Thanks again to all. I talked with her a few minutes last night, and the conversation was good. She said that she never, ever, loved him, or desired him, but he made her feel needed, like her opinion mattered. She said that I have never needed anybody, so she felt useless when she found out that her ovaries were too scarred for conception. Like she had no value. She has left the matter of divorce up to me. She told me again that she loved me more than life and would always be faithful and would prove her honesty every day from now on , if I give her another chance. She also said that the only reason she did not tell me the complete truth the first time was fear that it would put me over the edge, and there would be no hope of reconciliation, and that her therapist agreed that the least said, the soonest mended. She says that she will never leave me voluntarily and that if I want her gone, I will have to force her away, and that she will do ANYTHING I say for a second chance. She said this several times. She didn't sob or whine, She said that she will always be an open book for the rest of her life, now that she knows the cost of deceit. IDK, When I said that I didn't love her, it was said in anger. IDK.


----------



## takris

Dowjones,

I think you mentioned quite a few posts back that she is borderline. Do you really have an understanding of this disease? I'm not trying to hurt your feelings, but I was like you, gifted and not without options, but naive about her problem.

My wife of 22 years is probably borderline, but I'm not pushing the firm diagnosis. We don't need it because we know who she is.

Point is, my wife has never cheated, but she has borderline tendencies.
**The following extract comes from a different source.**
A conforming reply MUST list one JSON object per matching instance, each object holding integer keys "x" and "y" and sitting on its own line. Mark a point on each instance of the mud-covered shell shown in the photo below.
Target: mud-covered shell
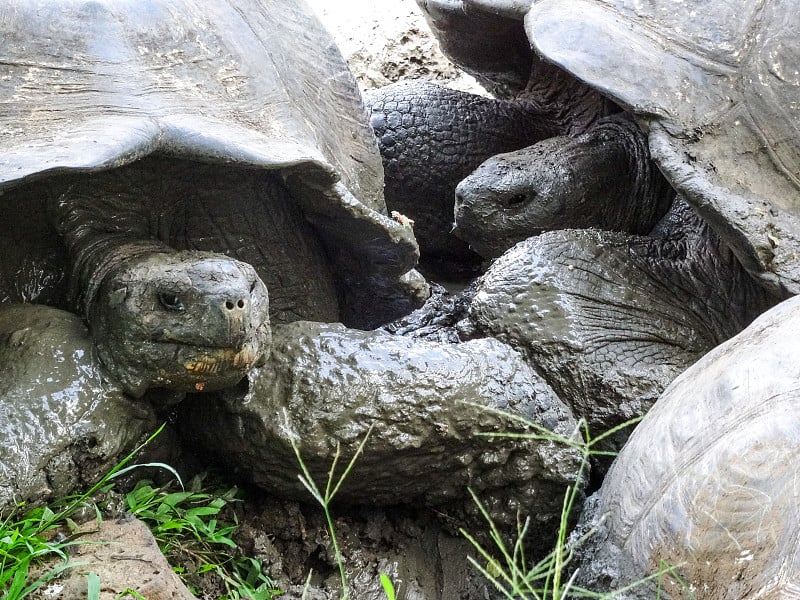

I know for a fact that she would if she was put in the right situation and saw the man as her infallible partner. She couldn't resist it. That stage would last precisely no longer than the minute she saw one flaw. Then she would come back to her safe place. Me.

She's a great person when she is not in one of her self-hatred stages.

I would hate to advise one way or another, but people who do not understand borderlines will try to fit you into their own box. They'll say "be like Christ" or "forgive" or "once a cheater, always a cheater". If she is truly borderline, you should make sure that you understand the disease before making the decision.


----------



## lobokies

**** her just leave her .. deceiver is ****. she can not be trust dow. she is an evil


----------



## takris

I'll just add that before you mentioned that her therapist said she is borderline, I was seeing the possible pattern in your description of the event. From my understanding of borderline, could this be what happened in her mind?

She is married, and already has passed the honeymoon phase of the BPD cycle. Now, in her mind, she sees that you are not the perfect saint. It is extremely hard for a borderline to see anything other than in black or white, so you have become the one that she cannot trust.

A new medical situation arises. You are not to be trusted in her eyes, but this other guy has demonstrated no flaws. He's the perfect one. I'll connect with him.

Other guy doesn't quite sweep her off her feet, so because gray areas cannot be grasped, he is bad. What are my options? Husband is there. Now, he becomes the saint again.

The saddest part, to me, is the self loathing of the borderline personality. Until recently, I was always able to see beyond, into the real person beneath. 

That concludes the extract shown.